Myliliśmy się. Największy niedźwiedź jednych machnięciem swoich gigantycznych łap zadał smiertelne rany czwórce z nas, w tym najważniejszą osobę w moim życiu, moją matkę. Ta chwila zatrzymała się w czasie. Widziałem w locie dokładnie jej pusty wzrok wypełniony bólem i wszędzie bryzgającą krew. Gdy jej ciało opadło, ogarnął mnie przeogromny gniew, którego nie doświadczyłem nigdy potem w życiu. Serce biło mi jak szalone, robiło się coraz goręcej, a wzrok miałem skupiony na jednym celu. Bestii, która uśmierciła moją matkę. Wtedy pierwszy raz stanąłem w płomieniach. Zamieniłem się w gigantyczną kulę ognia i przypuściłem atak na oprawcę. Po tym ataku została osmolona sierść na jego brzuchu i cała grupka uciekła w popłochu. Zwycięstwo? Nie do końca. Gdy się odwróciłem zauważyłem, że nie tylko misie przestraszyły się mojego ognia. Moje stado wzięło bażanty i uciekali z miejsca zdarzenia. Zacząłem za nimi gonić pytając się przed czym uciekają. Słowa, które wtedy usłyszałem od swego ojca ,Ryu, stanęły mi jak kołkiem w sercu: "UCIEKAMY PRZED TOBĄ, JESTEŚ INNY!". Wtedy przewróciłem się i patrzyłem jak nasza wataha znika za horyzontem.

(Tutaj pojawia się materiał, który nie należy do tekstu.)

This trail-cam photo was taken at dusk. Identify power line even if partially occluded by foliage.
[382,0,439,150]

Siedziałem tak na ziemi przez dobre kilka godzin, próbując wszystko ustawić w moim umyśle. Nie mogłem uwierzyć w słowa mojego jedynego ojca. Potem tylko podszedłem do mojej zmarłej matki i płakałem. Płakałem najszczerszymi łzami. - opowiadającemu Kitiemu także popłynęła łezka po policzku, którą po krótkiej chwili wytarł o swoje futerko - Przysypałem ciała swoich przyjaciół śniegiem i zacząłem się tułać po górach Hoofońskich. Chodziłem...chodziłem....chodziłem tak przez więcej niż trzy dni. Potem straciłem rachubę, bo głód zaczął doskwierać. Na szczęście udało mi się złowić dorodną rybkę, na nieszczęście jednak po wzięciu paru gryzów ukazał mi się niedźwiedź. Na domiar złego był to miś z osmalonym brzuchem. Ten rozwścieczony zaatakował mnie znienacka. Zraniony leżałem i nie mogłem niczego zrobić. Czekałem już tylko na ostatni cios.

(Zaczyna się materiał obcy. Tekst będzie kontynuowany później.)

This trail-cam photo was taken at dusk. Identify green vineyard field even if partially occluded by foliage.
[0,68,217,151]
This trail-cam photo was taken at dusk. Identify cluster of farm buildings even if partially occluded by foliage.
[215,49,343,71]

"Hej! Zostaw go" - usłyszałem głos, który od tamtego momentu słyszałem na co dzień. Był to szarawy kuc z pomarańczowymi włosami i zmrożonym pyszczkiem. Jak się już pewnie domyślasz był to Kitsune. Rzucił się na misia i próbował go utrzymać. Ten jednak także po uderzeniu poleciał na kilka metrów. Patrzyłem jak z boleścią w oczach upadał na ziemie. Poczułem wtedy coś dziwnego. Między sobą, a nim poczułem jakby więź. Nawet usłyszałem w swojej głowie głos "Zrobiłem co mogłem", który wydobywał się z oszołomionego kuca. Poczułem wtedy nowe pokłady energii, stanąłem w płomieniach i...straciłem przytomność.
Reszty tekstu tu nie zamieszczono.